Avy menunjuk sebuah menara marmer di tengah tempat itu. Ia kembali menjelaskan soal betapa pentingnya menara itu untuk para penyihir. Karena di sanalah pusat perkembangan teknologi Failig.
"Lalu di bawahnya, ada kesatria. Nait adalah salah satunya. Tugas kesatria peri mirip-mirip dengan tentara di bumi. Menjaga keamanan."
Faga kembali ciut. Pantas saja Nait sangat kuat, batinnya. Ia ingin sekali melepaskan cengkeramannya dari rompi Nait, tetapi ia lebih takut nyawanya melayang akibat jatuh dari ketinggian.
"Kau dengar itu, Nak? Jangan macam-macam!" desis Nait dengan seringai keji.
Faga hanya bisa berusaha bersikap tenang agar Nait tak berlaku buruk padanya.
"Ketiga, ada para pekerja. Mungkin kalau di bumi sebutannya pengusaha, pengajar, dan semisalnya. Mereka yang mengendalikan perekonomian Failig." Avy menunjuk segerombolan peri berpakaian rapi dengan gulungan kertas kusam di tangan mereka.
Gerombolan peri berpakaian necis itu membungkuk saat Avy terbang melewati mereka. Beberapa darinya sibuk mengawasi Faga yang dibonceng Nait. Mereka sudah mendengar kabar soal pemuda asing yang tak tahu sopan santun itu.
Avy kembali mempercepat kepakan sayapnya. Nait otomatis mengarahkan sang merpati agar segera mengiringinya.
"Kelima, ada rakyat biasa. Merekalah yang biasanya mempunyai budak untuk membantu pekerjaan sehari-hari mereka, di saat mereka harus menjalani kehidupan sebagai seorang rakyat di Failig. Biasanya mereka mengurus ladang atau menjadi karyawan di bawah arahan para pekerja. Mungkin istilahnya salah, tetapi para pekerja ini memang sangat penting untuk pertumbuhan Failig."
Faga mengangguk. Ekor matanya menatap pemandangan di bawahnya berupa para makhluk tak bersayap sibuk membajak tanah. Avy bisa menebak pemuda itu sedang penasaran.
"Mereka adalah para budak. Kasta paling bawah. Sayap mereka sengaja dilipat dan disegel sihir penahan. Hanya bisa terbuka jika masa hukumannya selesai. Para budak bertugas melayani tuannya, yaitu rakyat Failig."
Avy mendarat tepat di sebuah rumah pohon dengan teras papan kayu. Nait memberi isyarat Faga agar loncat turun. Pemuda itu mengangguk lalu segera melompat.
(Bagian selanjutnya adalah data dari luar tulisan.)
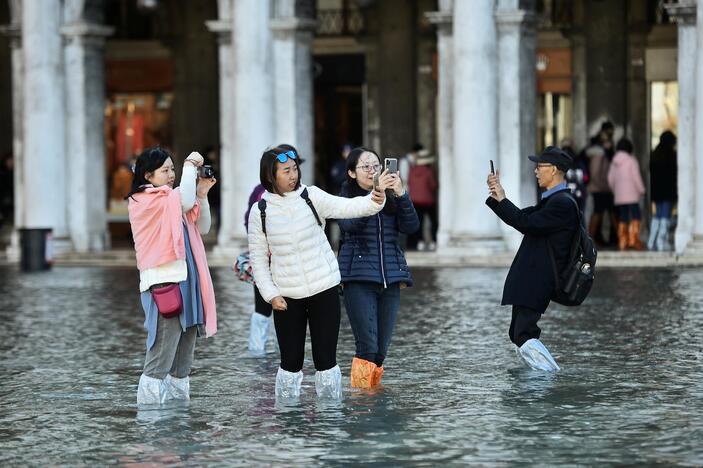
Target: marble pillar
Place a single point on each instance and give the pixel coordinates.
(293, 83)
(445, 111)
(252, 120)
(44, 198)
(84, 67)
(684, 13)
(516, 104)
(475, 228)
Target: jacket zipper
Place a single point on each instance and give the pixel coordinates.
(380, 248)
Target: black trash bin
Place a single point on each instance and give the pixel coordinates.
(36, 249)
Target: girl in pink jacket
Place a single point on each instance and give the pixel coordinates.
(626, 183)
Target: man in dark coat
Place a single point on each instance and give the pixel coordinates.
(531, 279)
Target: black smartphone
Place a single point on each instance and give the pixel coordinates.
(391, 164)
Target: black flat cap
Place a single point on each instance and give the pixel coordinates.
(556, 156)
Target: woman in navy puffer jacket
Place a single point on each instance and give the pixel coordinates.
(373, 266)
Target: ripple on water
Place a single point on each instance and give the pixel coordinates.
(454, 390)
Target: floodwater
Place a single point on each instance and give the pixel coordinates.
(630, 390)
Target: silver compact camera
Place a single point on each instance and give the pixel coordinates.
(206, 172)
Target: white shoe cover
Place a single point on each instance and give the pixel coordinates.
(537, 356)
(328, 384)
(662, 242)
(258, 332)
(151, 391)
(176, 389)
(288, 383)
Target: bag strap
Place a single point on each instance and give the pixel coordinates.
(574, 242)
(306, 197)
(262, 209)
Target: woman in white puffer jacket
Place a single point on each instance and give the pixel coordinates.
(296, 270)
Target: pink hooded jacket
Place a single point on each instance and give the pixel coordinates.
(625, 179)
(156, 218)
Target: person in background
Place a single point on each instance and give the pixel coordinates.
(598, 165)
(372, 294)
(296, 270)
(167, 225)
(577, 176)
(7, 189)
(422, 185)
(663, 172)
(625, 180)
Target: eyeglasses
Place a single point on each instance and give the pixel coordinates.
(367, 168)
(283, 157)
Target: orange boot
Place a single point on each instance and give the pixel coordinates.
(633, 235)
(622, 235)
(377, 374)
(362, 373)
"Jika kamu ingin keluar dari dunia ini, kamu harus menaikkan kastamu hingga menjadi penyihir."
"Apa?" Kedua bola mata Faga seakan mau keluar. Pemuda itu setengah tak percaya dengan ucapan Avy barusan. Ia melotot tak habis pikir.
Avy terkekeh. "Bukannya kamu ini pemimpin geng paling kuat di sekolah? Suka ngajak tawuran dan selalu menang?"
Ucapan Avy telak mengenai ulu hatinya. Benar-benar membuatnya malu akan dirinya sendiri.
Avy menyodorkan gulungan kertas yang sedari tadi ia bawa. "Ketuk pintu rumah ini, dan serahkan gulungan ini jika kau tak ingin tidur di luar."
Kedua sayap keemasan Avy kembali mengepak. Namun kali ini ia memilih membonceng di belakang Nait.
Nait gelagapan. "R-Ratu! Apa yang—"
"Jalan," titah Avy.
Tanpa di suruh dua kali, peri itu segera menghentak sang merpati agar terbang.
Bahu Faga lemas. Apa yang barusan terjadi?